Harry woke up with that very image burned into the back of his mind; beautiful, angelic Valentina Morgan, looking at him with the softest smile on her face and raw affection in her eyes. He had laid there for half an hour, sheets pulled up to his chin, still feeling out of breath.

Something inside him had shifted after she kissed him on New Year's. Sure, it had only been a peck on the cheek, but it could have been more, and he'd wanted it to be more. The memory of it haunted his waking moments for days after the party, even when he tried his best to act like he wasn't affected by it. Looking at her, talking to her, only made him think more about how close their faces had been, how if her kiss had landed a few centimetres to the right of where they had, their lips would have connected.

It filtered into his dreams as well, never with the same clarity as the sunrise moment on the clifftop, but in bits and pieces; her hand brushing against his, her dazzling white-toothed grin, the way she moved under flickering fluorescent lights. An image of significantly less innocence (her hair on his pillows, her breath against his neck, her body lined up with his) snuck in there as well; he hadn't been able to look her in the eye that day without his cheeks heating up.

Seeing her in his sleep, drifting to her in his thoughts, being with her in real life...it was almost overwhelming. His life had been consumed by Valentina Morgan. Perhaps it had been that way ever since they met on the set of the speed dating shoot, with the very first smile she sent his way, and now it was only more apparent how drunk he was on her presence.

Harry had only ever been in love once. For all his casual, carefree energy, he was the exact opposite when it came to romance; he poured his whole heart into his relationships. It was probably something to do with his social awkwardness, prompting him to cherish the social connections he miraculously managed to secure.

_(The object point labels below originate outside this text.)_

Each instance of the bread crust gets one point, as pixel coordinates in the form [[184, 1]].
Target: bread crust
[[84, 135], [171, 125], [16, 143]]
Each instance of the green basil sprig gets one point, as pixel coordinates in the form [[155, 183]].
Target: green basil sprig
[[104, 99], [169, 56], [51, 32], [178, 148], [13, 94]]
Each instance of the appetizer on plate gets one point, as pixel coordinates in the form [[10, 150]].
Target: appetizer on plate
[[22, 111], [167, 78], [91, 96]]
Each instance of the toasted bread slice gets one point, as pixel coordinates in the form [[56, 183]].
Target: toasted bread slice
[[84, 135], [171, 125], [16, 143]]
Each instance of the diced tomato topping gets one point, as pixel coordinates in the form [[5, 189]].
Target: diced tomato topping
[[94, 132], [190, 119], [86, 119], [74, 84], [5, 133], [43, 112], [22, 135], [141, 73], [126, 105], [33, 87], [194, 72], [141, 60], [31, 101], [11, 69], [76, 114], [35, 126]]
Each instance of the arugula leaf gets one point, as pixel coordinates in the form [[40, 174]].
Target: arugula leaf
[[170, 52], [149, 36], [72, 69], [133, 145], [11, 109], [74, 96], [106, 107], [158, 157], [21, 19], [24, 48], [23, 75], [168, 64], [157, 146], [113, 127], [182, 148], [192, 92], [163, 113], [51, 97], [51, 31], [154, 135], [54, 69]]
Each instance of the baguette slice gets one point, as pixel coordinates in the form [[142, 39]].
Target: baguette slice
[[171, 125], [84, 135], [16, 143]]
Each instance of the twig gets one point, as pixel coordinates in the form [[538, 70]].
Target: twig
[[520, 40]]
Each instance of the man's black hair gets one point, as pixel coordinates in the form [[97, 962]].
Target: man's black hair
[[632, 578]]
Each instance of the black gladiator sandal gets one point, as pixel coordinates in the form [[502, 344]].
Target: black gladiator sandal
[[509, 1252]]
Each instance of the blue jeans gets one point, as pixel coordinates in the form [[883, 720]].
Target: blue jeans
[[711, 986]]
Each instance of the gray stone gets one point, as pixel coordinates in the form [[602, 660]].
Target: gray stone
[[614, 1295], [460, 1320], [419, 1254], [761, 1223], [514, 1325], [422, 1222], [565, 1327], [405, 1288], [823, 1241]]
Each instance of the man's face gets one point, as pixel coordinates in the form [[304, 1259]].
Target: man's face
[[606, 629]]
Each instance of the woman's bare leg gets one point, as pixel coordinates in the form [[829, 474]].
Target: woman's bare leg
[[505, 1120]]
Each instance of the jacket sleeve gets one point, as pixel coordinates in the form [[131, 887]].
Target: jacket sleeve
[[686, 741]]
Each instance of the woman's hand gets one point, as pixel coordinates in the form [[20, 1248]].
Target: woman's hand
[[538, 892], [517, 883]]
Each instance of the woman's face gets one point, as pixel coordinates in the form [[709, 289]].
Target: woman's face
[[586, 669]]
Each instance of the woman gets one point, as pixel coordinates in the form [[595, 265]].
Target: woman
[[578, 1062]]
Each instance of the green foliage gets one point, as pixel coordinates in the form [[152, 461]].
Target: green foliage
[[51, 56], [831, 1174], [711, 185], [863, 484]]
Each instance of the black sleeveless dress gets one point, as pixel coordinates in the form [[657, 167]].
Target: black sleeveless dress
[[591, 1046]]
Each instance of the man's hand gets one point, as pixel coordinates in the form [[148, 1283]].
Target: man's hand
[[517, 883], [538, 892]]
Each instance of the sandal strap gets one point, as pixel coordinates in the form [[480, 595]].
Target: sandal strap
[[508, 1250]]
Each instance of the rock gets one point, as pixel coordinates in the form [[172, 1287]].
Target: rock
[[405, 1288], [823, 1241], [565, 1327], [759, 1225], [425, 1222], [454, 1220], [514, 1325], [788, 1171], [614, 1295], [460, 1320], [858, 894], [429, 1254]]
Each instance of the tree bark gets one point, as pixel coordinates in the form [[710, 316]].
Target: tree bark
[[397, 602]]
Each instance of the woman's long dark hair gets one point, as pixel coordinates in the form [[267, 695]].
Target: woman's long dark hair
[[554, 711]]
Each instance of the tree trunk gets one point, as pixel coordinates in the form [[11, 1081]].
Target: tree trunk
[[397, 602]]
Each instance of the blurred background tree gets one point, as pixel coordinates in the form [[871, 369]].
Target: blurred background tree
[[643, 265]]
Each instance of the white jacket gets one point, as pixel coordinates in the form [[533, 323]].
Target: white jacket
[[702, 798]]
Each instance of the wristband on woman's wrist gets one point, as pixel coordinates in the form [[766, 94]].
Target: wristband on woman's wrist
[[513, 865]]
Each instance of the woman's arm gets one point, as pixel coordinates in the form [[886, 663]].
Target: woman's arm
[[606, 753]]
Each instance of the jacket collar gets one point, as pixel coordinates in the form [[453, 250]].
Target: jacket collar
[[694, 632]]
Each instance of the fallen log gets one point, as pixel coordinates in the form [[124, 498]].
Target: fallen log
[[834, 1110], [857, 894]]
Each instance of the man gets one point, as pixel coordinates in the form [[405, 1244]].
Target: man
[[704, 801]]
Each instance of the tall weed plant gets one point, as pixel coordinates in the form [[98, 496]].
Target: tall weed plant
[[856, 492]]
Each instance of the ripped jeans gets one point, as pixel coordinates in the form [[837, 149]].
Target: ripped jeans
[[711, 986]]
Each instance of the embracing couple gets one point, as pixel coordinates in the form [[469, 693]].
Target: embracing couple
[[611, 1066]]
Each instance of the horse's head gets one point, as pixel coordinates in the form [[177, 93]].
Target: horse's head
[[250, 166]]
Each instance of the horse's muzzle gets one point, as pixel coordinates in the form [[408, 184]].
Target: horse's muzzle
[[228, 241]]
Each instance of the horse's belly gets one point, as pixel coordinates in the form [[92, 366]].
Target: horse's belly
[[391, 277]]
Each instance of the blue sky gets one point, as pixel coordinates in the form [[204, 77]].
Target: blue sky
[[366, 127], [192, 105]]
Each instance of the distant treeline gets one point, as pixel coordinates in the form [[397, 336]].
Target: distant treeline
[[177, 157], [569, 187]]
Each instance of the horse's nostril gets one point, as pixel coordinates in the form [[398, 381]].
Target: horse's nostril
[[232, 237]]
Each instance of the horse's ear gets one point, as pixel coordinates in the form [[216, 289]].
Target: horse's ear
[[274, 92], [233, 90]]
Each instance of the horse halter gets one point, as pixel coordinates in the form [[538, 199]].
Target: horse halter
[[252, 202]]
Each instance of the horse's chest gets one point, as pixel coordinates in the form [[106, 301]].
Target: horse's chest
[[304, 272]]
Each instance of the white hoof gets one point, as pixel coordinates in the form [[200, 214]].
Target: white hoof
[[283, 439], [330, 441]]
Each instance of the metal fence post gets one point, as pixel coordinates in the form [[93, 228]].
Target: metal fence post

He and Katie had known each other for a long time before they started dating. Guernsey was by no means a large community, and so she had been a fixture of his childhood and of his frenetic teen years. Falling for her had been a slow, gradual process as they both fumbled through the motions of romance, inching down the road from friends to lovers with clumsy steps. It had felt like a natural step in their relationship, like an inevitable result of their closeness. She was fit, and funny, and they got along great. Why not be together? Everyone expected it of them, anyway.

Love with Katie had been easy and familiar. It reminded him of life before YouTube, running bare-footed through the muddy fields of Guernsey and laughing as loud as he wanted, without fear of judgment or ridicule. It reminded him of when he was young, the dizzying feeling of not knowing your own mortality. He would always miss that feeling.